Will Apple’s Pinch-To-Zoom Patent Victory Create A Usability Hell?
WE TALK TO AN IP LAWYER ABOUT WHETHER APPLE REALLY CAN OWN A GESTURE THAT NOW SEEMS FOUNDATIONAL.

Pinching to zoom on touch-screen devices is such a common gesture today that it’s hard to believe Steve Jobs wowed audience members (who actually cheered and applauded for close to 20 seconds) when he first stretched his fingers against the iPhone’s glass face. Now, the interaction is used by nearly all device makers in electronics ranging from smartphones to tablets to laptop trackpads, a universal gesture for magnifying photos, maps, and webpages.

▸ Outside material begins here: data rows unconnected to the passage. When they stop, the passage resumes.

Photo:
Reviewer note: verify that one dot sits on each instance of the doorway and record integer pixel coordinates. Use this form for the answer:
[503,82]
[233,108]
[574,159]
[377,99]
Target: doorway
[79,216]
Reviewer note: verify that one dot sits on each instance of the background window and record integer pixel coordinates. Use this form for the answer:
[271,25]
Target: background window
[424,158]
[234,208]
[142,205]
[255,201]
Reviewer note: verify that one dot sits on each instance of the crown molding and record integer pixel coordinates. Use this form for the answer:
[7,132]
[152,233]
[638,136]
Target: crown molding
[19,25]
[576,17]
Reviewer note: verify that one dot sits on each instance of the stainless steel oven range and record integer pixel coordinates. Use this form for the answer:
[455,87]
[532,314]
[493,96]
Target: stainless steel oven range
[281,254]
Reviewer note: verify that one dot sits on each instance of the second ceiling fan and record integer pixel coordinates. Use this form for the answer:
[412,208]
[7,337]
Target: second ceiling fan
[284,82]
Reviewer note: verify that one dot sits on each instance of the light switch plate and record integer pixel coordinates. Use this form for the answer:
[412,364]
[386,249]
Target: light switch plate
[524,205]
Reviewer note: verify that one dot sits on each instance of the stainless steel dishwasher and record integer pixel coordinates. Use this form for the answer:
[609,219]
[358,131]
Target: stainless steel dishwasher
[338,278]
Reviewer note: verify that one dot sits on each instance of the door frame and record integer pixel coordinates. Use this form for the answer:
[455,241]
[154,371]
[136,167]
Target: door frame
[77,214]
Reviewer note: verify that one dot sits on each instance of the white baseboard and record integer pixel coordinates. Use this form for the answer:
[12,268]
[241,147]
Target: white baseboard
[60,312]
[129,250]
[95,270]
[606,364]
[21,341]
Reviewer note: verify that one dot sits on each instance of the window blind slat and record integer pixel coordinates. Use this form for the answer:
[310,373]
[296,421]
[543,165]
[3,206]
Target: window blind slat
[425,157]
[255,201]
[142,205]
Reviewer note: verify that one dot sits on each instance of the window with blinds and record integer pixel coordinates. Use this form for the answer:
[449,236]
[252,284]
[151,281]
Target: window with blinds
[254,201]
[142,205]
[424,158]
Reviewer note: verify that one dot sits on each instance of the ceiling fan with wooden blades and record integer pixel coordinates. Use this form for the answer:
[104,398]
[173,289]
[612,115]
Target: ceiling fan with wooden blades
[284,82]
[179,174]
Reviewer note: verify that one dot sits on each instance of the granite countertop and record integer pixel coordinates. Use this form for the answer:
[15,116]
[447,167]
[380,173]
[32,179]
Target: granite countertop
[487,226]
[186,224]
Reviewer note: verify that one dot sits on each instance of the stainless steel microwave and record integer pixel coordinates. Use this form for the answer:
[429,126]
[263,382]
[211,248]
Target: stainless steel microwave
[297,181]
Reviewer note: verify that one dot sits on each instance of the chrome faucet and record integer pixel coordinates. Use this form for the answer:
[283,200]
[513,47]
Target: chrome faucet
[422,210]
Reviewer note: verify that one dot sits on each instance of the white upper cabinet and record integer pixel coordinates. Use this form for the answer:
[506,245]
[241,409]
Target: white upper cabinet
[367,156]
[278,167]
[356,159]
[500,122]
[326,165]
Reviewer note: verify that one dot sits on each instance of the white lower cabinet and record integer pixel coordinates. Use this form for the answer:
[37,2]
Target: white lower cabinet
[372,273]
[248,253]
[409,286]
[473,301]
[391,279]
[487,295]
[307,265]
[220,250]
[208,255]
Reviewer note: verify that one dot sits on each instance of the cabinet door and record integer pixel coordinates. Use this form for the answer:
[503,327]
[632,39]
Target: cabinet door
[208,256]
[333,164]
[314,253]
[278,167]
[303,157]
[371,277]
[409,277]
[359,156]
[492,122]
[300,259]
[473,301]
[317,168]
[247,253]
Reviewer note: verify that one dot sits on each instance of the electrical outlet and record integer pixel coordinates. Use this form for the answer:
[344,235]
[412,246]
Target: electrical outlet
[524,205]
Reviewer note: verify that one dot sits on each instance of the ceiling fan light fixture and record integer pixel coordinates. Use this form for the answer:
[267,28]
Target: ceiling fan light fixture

But the ubiquity of that hand gesture could soon go the way of the Macarena. In Apple’s $1 billion patent lawsuit against Samsung, which the company won last week, a jury decided that a slew of Samsung’s mobile devices had violated a number of Apple’s utility patents for interaction designs, including the pinch-to-zoom gesture. In an industry already wary of patent litigiation, the verdict could lead to significant fragmentation in the user experiences created by tech companies eager to avoid the wrath of Apple’s rabid legal squad.
“With regard to gestures, I think it will be hard to change the status quo because they’ve already gained such widespread acceptance,” says one top interaction designer at HP. “Ultimately, I’m worried it would hurt the end user–it concerns me that you could have these inconsistencies in terms of user experience as you go from different product to product.”